A reader sent me this email recently:
Dude, your net worth has gone up crazy high in a short amount of time. Are you making this stuff up?
Nope, it’s all true.
Big Tech Tantrums
2020 has been a hell of a year for the portfolio. We’re up about $600,000. and last Thursday, our net worth touched $3,000,000 for the first time.
Coincidentally, I was listening to the Animal Spirits podcast which explained one of the factors that got us there:
If you’re going to pick a handful of individual stocks that are going to be grand slams, it’s going to be qualitative, not quantitative that gets you there.–Ben Carlson
Stock Speculation, Awesome Appreciation, And Careful Consternation
I’ve done really well with stocks.
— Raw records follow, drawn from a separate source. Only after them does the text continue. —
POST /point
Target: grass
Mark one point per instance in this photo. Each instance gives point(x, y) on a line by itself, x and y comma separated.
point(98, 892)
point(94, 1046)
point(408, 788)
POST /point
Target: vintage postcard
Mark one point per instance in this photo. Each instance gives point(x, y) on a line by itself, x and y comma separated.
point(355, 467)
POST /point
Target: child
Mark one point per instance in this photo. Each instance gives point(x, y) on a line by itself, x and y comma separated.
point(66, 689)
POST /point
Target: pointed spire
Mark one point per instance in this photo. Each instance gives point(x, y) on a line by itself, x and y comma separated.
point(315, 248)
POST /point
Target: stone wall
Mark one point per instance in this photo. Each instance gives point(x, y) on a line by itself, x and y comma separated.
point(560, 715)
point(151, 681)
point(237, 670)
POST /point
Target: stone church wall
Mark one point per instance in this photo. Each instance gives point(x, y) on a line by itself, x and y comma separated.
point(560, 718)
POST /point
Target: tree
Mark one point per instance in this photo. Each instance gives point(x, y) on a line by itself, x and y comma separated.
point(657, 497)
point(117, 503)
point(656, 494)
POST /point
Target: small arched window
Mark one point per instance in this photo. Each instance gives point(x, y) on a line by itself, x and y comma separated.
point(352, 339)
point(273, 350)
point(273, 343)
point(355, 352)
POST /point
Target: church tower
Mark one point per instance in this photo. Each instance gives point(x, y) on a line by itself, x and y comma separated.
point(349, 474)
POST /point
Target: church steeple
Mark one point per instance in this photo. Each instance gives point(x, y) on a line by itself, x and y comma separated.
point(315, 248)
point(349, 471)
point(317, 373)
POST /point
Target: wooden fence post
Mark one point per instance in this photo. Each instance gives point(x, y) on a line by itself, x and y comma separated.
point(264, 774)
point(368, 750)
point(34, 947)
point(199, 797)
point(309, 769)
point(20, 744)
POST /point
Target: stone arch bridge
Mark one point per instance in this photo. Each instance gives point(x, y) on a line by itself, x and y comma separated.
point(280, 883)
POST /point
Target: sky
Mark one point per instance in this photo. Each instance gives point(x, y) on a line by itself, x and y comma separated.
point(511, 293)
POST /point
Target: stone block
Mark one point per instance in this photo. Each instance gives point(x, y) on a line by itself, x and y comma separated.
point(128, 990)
Here is a snapshot of some of my holdings:
I could tell you why I bought each of these stocks in one sentence:
- Amazon: Online shopping and outsourced computing (AWS) are the future and Amazon is the leader.
- Facebook: Facebook will successfully migrate to mobile and will successfully monetize the platform. (In 2012, Facebook was a desktop platform and the site was barely monetized)
- Tesla: Electric cars are the future and Elon Musk is the human who can lead the revolution.
Note that I said nothing about valuations, earnings, profits, or dividends. My thoughts were qualitative only.
Qualitative strategy is the opposite of an investor like DGI (Divident Growth Investor).
- DGI looks at numbers. I look at broad trends.
- DGI is looking for potential dividend increases. I’m looking at the potential for growth.
- DGI is betting on the status quo. I’m betting on disruption.
Before you dividend-heads jump all over me, I’m not saying that his approach is wrong. DGI sleeps better with cash-flow. I sleep better with speculative growth.
And The Problem
Attentive readers may have figured out one flaw in my strategy. There was a clue in the caption of my eTrade account screen capture above:
I purchased almost all of these in 2012.
I purchased these stocks 8 years ago. Almost all stock market investments since then have been index funds. Why? The answer is simple:
I haven’t felt strongly about any individual company since then.
If you asked me what stock to buy today, I’d tell you to buy all of them. AKA VTSAX. Massive growth just isn’t easily repeatable. My obsession with tech gave me some good ideas that I acted upon. I haven’t had another good idea in 8 years.
I also question staying power. Amazon, Facebook, and Tesla are all juggernauts now, but I wouldn’t be at all surprised if one of them is gone by 2040. Microsoft or Google could destroy Amazon’s cash cow, AWS. A hipper social network will destroy Facebook. Most major auto manufacturers are gunning for Tesla with their own electric car lineups. Or maybe Uncle Sam will break them up.
No empire lasts forever. The same disruption that helped make me a paper multi-millionaire will eventually kill my cash cows.
My juggernauts will turn into jugger-nots. (I’m such a jargonaut)
Enough jabberwockery! Go buy an index fund.